The authors tackled the trade-off between interpretability and flexibility in modeling diagnostic trajectories using Hawkes processes, proposing an embedded neural Hawkes process model that balances these aspects. Results showed accurate impact function recovery in simulations, competitive performance on MIMIC-IV, and clinically meaningful interpretations on Duke-EHR, maintaining interpretability without performance loss.

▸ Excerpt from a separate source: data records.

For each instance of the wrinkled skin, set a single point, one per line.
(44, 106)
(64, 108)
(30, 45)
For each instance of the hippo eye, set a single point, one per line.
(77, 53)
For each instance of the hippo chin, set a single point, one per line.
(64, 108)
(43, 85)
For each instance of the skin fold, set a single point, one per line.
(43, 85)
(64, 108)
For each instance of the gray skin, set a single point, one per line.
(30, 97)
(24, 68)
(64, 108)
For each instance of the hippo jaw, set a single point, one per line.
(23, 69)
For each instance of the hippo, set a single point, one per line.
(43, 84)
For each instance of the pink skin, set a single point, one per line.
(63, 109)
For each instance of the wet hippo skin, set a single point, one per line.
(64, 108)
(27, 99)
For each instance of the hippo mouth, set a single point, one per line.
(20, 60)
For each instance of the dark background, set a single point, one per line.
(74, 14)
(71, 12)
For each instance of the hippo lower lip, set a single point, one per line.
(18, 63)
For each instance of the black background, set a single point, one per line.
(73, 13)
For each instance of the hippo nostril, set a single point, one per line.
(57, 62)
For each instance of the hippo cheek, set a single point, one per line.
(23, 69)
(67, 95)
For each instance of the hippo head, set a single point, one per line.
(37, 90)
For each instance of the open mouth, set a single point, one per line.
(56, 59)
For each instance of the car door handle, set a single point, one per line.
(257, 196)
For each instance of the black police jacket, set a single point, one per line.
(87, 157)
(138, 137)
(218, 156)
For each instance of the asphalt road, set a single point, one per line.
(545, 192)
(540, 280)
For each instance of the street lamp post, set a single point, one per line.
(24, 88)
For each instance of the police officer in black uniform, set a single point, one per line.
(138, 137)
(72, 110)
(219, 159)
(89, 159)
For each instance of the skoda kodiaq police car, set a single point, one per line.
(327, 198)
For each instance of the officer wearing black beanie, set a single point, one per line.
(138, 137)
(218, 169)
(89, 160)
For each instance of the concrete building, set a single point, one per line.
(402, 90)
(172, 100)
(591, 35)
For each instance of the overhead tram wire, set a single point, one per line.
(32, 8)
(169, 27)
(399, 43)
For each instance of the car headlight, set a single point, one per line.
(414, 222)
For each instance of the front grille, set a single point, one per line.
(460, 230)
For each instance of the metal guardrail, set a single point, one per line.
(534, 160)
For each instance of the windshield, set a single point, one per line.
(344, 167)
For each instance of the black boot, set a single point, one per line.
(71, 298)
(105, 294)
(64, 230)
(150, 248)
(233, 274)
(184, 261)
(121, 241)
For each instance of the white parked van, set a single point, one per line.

The Hawkes process (HP) is commonly used to model event sequences with self-reinforcing dynamics, including electronic health records (EHRs). Traditional HPs capture self-reinforcement via parametric impact functions that can be inspected to understand how each event modulates the intensity of others. Neural network-based HPs offer greater flexibility, resulting in improved fit and prediction performance, but at the cost of interpretability, which is often critical in healthcare. In this work, we aim to understand and improve upon this tradeoff. We propose a novel HP formulation in which impact functions are modeled by defining a flexible impact kernel, instantiated as a neural network, in event embedding space, which allows us to model large-scale event sequences with many event types. This approach is more flexible than traditional HPs yet more interpretable than other neural network approaches, and allows us to explicitly trade flexibility for interpretability by adding transformer encoder layers to further contextualize the event embeddings. Results show that our method accurately recovers impact functions in simulations, achieves competitive performance on MIMIC-IV procedure dataset, and gains clinically meaningful interpretation on Duke-EHR with children diagnosis dataset even without transformer layers. This suggests that our flexible impact kernel is often sufficient to capture self-reinforcing dynamics in EHRs and other data effectively, implying that interpretability can be maintained without loss of performance.